Dr. Cameron acknowledges that there is a small risk that the human body can react adversely to being vaccinated. "Most reactions would be discomfort, aches and pains for example. There's no denying that we in the medical profession acknowledge there can be some risks. But they are usually very minor when compared to severe consequences of contracting the disease. In terms of severe reactions, it's extremely unusual that a vaccine will cause it."
But what then about freedom of choice? Do we, as a society, and our government, as a political body, have the right to force people to look after themselves? As it stands, the policy says: look, you can choose to ignore medical realities, but we don't accept your decisions as astute, and seriously encourage you to think otherwise.
So maybe the more constructive way to perceive the coercive methods of policy in regards to vaccination is drawing attention away from the choices of consenting adults and towards the children that are victims of their parent's choices. In this strain of thought, policy-making circumvents the moral high horse of 'choice'; for the greater concern of children wellbeing.
Dr. Cameron reflects that, "if parents reject vaccinations on religious grounds, it's still important to offer the benefits of vaccination for the child's welfare. It's good to compromise and at least have some vaccinations done."

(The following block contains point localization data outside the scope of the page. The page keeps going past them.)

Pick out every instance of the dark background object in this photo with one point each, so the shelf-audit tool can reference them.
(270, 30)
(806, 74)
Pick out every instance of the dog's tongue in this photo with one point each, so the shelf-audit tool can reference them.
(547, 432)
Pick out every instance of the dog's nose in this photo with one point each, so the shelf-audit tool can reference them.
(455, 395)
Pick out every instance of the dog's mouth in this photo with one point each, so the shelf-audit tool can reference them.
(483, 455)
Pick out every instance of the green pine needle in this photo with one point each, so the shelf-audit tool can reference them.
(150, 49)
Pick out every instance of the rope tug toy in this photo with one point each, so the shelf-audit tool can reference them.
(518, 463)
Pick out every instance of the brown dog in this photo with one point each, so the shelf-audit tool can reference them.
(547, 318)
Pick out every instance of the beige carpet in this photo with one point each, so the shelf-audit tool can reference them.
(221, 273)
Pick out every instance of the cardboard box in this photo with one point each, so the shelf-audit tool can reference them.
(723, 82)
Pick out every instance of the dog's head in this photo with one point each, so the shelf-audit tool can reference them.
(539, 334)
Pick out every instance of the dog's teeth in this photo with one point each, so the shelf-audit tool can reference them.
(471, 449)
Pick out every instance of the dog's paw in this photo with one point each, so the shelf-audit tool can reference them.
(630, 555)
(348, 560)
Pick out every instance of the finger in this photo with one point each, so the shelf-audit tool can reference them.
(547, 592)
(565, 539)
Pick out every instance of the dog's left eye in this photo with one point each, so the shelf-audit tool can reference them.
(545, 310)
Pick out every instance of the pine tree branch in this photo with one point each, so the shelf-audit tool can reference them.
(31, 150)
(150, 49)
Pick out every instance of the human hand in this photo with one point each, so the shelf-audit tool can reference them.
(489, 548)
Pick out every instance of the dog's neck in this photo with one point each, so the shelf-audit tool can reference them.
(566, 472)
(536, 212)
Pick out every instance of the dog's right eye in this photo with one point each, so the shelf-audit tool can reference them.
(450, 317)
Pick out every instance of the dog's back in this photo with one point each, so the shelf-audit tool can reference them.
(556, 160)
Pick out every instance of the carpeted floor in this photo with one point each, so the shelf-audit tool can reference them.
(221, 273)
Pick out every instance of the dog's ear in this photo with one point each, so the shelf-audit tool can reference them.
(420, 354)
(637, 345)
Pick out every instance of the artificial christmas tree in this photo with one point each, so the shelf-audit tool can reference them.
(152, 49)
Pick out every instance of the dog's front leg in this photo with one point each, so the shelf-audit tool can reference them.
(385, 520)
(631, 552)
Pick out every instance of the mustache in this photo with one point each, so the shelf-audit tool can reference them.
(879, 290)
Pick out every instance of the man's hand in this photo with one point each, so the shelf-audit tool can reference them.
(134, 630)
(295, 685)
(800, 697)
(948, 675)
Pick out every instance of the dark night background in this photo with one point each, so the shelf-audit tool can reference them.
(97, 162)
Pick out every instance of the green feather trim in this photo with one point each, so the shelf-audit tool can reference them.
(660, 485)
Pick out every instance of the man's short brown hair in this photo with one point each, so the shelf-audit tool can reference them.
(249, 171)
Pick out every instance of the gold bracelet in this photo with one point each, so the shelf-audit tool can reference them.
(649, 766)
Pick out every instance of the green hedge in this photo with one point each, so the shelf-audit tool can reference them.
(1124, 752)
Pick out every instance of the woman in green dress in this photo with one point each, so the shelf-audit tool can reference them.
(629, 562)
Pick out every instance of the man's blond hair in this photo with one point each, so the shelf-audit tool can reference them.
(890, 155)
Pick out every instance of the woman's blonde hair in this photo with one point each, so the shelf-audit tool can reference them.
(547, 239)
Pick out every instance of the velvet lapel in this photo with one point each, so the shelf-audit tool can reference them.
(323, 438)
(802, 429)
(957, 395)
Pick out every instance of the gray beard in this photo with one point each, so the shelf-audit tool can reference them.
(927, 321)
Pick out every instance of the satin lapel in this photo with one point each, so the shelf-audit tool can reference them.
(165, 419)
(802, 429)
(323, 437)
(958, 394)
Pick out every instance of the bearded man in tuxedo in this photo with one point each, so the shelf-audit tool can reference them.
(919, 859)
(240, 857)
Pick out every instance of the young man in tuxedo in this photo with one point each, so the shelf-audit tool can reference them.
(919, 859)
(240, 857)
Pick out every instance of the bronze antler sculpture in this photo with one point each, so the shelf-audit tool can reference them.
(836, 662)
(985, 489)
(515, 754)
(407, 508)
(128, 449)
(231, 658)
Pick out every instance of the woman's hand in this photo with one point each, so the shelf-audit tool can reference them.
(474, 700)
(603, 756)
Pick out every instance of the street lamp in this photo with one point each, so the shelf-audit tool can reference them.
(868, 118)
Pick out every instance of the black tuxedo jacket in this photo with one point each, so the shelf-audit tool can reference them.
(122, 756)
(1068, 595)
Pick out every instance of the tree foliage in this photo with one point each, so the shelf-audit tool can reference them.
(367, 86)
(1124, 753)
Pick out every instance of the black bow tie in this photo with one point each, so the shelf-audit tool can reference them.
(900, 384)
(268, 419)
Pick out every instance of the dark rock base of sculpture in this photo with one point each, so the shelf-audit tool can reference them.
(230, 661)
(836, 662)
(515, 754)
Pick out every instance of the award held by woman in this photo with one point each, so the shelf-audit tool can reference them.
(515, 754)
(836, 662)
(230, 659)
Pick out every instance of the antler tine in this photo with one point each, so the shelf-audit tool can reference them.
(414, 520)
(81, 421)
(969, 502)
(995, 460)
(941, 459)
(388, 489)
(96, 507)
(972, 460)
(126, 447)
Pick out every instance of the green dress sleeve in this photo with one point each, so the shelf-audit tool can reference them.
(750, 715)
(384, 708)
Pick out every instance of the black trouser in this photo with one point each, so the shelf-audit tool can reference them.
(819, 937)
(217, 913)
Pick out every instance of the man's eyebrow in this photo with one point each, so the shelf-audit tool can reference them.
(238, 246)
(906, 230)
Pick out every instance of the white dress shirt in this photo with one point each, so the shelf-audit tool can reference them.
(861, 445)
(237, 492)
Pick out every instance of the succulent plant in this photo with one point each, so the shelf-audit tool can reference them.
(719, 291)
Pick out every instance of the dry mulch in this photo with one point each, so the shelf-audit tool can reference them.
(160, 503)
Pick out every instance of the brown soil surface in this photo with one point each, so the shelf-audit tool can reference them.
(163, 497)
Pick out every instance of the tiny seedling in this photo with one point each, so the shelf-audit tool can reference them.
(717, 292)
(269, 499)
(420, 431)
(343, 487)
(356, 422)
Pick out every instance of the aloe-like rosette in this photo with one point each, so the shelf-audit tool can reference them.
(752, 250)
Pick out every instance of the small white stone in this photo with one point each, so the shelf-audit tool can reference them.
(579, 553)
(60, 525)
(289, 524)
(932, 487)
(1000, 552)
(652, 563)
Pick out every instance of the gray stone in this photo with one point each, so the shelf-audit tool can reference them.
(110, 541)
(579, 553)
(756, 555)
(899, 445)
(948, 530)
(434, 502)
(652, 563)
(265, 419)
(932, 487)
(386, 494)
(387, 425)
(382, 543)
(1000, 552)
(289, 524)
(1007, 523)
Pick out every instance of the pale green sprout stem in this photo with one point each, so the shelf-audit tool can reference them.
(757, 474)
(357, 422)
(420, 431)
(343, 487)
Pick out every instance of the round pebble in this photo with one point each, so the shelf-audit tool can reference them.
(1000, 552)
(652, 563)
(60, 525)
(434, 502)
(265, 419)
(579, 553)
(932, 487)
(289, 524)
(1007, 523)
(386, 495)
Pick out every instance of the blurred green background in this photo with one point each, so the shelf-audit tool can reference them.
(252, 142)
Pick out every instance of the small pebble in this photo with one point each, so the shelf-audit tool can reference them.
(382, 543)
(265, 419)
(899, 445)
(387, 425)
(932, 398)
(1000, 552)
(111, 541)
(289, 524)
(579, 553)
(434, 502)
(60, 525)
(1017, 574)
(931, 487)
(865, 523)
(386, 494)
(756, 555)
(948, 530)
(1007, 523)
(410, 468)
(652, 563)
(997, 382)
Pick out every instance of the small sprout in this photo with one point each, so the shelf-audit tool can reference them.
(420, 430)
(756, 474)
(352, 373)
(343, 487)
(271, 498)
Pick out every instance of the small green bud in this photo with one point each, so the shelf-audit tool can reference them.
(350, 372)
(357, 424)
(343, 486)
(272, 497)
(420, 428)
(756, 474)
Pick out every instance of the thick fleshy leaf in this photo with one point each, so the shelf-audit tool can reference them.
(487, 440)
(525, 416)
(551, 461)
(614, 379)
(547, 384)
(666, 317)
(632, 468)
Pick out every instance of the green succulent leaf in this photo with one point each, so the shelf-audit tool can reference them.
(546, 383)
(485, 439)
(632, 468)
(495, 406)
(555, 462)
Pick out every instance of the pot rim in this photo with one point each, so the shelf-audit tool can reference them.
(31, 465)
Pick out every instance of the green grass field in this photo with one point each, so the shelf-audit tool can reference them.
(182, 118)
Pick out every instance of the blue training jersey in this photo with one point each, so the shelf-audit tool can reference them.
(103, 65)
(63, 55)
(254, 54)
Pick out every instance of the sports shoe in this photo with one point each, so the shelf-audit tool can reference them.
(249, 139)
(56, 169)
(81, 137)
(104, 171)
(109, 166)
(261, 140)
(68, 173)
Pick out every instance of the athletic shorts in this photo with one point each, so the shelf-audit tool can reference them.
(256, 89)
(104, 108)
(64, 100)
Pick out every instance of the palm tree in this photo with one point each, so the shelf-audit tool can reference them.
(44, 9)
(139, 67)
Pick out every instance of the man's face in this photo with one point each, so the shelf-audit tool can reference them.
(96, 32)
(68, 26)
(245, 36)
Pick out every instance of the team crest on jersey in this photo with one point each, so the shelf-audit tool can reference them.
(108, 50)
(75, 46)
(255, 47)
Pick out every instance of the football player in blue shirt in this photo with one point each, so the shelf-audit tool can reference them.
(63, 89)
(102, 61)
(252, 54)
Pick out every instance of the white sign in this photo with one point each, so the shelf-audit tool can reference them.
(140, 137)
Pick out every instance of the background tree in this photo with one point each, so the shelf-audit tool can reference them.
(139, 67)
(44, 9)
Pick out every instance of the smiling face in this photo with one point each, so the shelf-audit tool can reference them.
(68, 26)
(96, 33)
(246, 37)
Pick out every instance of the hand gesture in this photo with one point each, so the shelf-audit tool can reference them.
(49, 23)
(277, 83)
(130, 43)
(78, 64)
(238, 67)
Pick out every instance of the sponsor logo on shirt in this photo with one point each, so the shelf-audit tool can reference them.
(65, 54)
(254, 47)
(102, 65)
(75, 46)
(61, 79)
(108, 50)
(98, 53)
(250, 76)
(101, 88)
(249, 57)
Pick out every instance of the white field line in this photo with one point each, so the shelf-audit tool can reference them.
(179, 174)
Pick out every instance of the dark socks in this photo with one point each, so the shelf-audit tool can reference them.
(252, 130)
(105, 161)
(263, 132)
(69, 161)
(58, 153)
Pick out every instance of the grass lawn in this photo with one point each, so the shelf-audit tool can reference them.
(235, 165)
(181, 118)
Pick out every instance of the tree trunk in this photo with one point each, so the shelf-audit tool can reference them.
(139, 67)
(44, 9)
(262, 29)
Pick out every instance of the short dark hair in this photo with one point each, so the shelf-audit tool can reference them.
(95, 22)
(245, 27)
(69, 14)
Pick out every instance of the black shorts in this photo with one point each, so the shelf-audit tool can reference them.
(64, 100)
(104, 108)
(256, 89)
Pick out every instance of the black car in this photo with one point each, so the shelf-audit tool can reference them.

If the majority of 'conscientious objectors' to vaccination based their stance on religion, this argument would be totally different. But it's not the case, as websites like Australian Vaccination Sceptics Network illuminate. Instead, objectors refuse vaccines on the principle of choice and making 'informed choices.'
Dr. Cameron highlighted a specific case of an un-immunised twenty-one year old woman from Queensland who died from diphtheria, a disease mostly found in developing countries, as a major turning point for advocates of compulsory vaccination. "We make decisions relating to children based on what we consider to be their welfare, and if their welfare is threatened by the actions of parents, the state steps in. Unvaccinated people are a serious risk to themselves and to others- encouragement and education can be more successful. Vaccinations are not just about ourselves, but are a collective responsibility for protecting each other."
We need to realise that the power of choice is simultaneously liberating and dangerous. When a movement, like anti-vaccination, promotes the mantra of making 'informed choices', one must surely crease their brow while trying to understand their rejection of modern medicine.